The reason I emphasize adding Oxygen gas is to get away from adding water, thus diluting the Nitric and slowing down the reaction, otherwise, the net result is the same. 3% Hydrogen Peroxide is 97% Water.


----------



## FrugalRefiner (Sep 10, 2017)

Iggy-poo said:


> The reason I emphasize adding Oxygen gas is to get away from adding water, thus diluting the Nitric and slowing down the reaction, otherwise, the net result is the same. 3% Hydrogen Peroxide is 97% Water.


Since we usually dilute our nitric about 50/50, it's not a problem. If you plan to use 500 ml of water and 500 ml of nitric, you just use 450 ml water, 50 ml H2O2, and 500 ml nitric. You're not diluting it any more than you would with water alone, and it's simpler than generating oxygen and piping it in to a reactor when you're not geared up for it yet.

Dave


----------



## g_axelsson (Sep 10, 2017)

When mixing peroxide and silver, remember that silver will catalytically break down hydrogen peroxide into water, oxygen and a lot of energy. I don't know if braze would still do it or if it has to be pure silver to work.
3% strength would probably at most make a lot of oxygen and getting a bit warmer but high strength hydrogen peroxide and silver is the core in many rockets.

Göran


----------



## Palladium (Sep 10, 2017)

How will you be filtering and will you use the chloride method or is this for a cell?


----------



## Iggy-poo (Sep 10, 2017)

Palladium said:


> How will you be filtering and will you use the chloride method or is this for a cell?



Your videos on using Sodium Formate reduction would fit in here, with all the crud he has mixed-in with the Silver.

https://www.youtube.com/watch?v=qSzjH9cSDpw


----------



## snoman701 (Sep 10, 2017)

Palladium said:


> How will you be filtering and will you use the chloride method or is this for a cell?


For my purposes right now, probably just a large coffee filter, then cement with copper after further diluting. 

Initially I'll sell the cemented copper to topher, but in time a cell of my own. 




Sent from my iPhone using Tapatalk


----------



## Topher_osAUrus (Sep 10, 2017)

Not to undercut, uh, myself.. But, a cell is one of the easiest things to do.

Really really simple to make, cheap to set up, effortless to maintain (if high purity silver is the feedstock)

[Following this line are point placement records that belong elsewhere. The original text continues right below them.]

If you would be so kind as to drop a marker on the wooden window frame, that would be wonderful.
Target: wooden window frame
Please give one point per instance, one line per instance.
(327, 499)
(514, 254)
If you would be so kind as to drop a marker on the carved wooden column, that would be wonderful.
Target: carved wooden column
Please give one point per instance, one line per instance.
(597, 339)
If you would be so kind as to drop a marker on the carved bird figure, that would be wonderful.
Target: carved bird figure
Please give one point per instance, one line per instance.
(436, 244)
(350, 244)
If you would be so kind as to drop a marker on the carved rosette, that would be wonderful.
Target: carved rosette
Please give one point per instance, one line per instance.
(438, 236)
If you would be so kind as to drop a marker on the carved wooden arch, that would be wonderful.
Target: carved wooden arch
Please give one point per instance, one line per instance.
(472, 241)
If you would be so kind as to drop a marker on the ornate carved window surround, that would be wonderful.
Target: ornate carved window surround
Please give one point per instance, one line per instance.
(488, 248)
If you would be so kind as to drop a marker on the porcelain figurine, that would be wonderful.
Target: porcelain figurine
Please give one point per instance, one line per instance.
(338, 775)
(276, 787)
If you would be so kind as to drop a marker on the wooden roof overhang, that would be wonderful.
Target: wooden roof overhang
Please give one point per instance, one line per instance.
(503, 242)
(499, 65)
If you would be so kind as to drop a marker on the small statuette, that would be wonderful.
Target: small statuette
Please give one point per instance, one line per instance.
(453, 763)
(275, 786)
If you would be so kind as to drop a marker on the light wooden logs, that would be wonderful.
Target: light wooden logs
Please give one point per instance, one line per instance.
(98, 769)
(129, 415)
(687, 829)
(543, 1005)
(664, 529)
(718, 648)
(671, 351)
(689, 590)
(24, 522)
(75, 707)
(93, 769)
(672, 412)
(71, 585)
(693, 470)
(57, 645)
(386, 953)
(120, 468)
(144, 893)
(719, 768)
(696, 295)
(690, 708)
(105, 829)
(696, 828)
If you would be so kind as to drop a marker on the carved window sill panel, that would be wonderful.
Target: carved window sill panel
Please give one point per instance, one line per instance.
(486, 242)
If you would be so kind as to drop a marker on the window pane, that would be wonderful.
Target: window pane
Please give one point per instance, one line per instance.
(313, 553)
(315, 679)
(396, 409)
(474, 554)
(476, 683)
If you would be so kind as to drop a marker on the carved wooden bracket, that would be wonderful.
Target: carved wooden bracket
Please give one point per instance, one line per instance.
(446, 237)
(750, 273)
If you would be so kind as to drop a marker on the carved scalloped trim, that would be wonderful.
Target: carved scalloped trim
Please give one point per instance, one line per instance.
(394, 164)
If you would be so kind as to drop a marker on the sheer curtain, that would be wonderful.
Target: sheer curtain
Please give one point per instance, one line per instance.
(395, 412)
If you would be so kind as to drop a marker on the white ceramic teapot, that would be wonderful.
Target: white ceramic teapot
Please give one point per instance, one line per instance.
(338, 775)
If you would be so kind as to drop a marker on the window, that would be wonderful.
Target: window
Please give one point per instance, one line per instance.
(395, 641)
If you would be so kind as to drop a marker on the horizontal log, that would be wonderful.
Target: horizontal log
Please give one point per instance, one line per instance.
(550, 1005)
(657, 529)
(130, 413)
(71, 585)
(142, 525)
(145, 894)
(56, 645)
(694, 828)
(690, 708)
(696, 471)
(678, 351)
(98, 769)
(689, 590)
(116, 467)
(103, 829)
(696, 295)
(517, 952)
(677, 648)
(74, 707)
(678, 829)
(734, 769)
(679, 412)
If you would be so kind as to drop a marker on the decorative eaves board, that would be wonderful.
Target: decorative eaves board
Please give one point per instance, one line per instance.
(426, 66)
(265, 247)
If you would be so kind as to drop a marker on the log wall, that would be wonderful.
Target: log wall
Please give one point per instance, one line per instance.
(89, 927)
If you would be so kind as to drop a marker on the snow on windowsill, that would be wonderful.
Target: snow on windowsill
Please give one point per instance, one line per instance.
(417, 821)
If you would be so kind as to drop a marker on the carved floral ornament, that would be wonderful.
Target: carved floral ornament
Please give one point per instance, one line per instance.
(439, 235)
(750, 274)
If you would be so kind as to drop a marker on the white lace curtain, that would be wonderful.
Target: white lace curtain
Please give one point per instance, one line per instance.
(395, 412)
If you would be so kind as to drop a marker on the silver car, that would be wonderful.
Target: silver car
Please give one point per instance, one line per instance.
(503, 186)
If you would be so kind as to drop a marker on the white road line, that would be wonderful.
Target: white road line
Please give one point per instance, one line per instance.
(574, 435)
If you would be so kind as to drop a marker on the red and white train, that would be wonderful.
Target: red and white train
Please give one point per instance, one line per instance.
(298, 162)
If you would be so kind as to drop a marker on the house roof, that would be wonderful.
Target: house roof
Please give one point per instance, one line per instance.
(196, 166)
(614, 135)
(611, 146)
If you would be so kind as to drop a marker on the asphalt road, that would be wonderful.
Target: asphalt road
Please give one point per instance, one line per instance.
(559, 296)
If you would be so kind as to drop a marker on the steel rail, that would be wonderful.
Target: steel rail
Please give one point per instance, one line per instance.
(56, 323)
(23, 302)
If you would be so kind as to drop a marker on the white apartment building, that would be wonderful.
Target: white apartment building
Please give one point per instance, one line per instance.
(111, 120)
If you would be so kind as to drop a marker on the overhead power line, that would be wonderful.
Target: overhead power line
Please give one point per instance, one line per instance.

If you have the nitric already, an el'cheapo $50 variable psu, a $7 stainless bowl, couple bucks in alligator clips and wire, $2 in muslin cloth, a jerryrigged way to hold the anode filter and shot (i use a plastic collander with a handle), and thats pretty much it, really. Simple. Simple. Simple.

Edit to fix a vowel


----------



## snoman701 (Sep 10, 2017)

I know....but I also know how I want to set it up. 

I have minimal space and too many projects. Sometimes it's best to just limit oneself a bit. 


Sent from my iPhone using Tapatalk


----------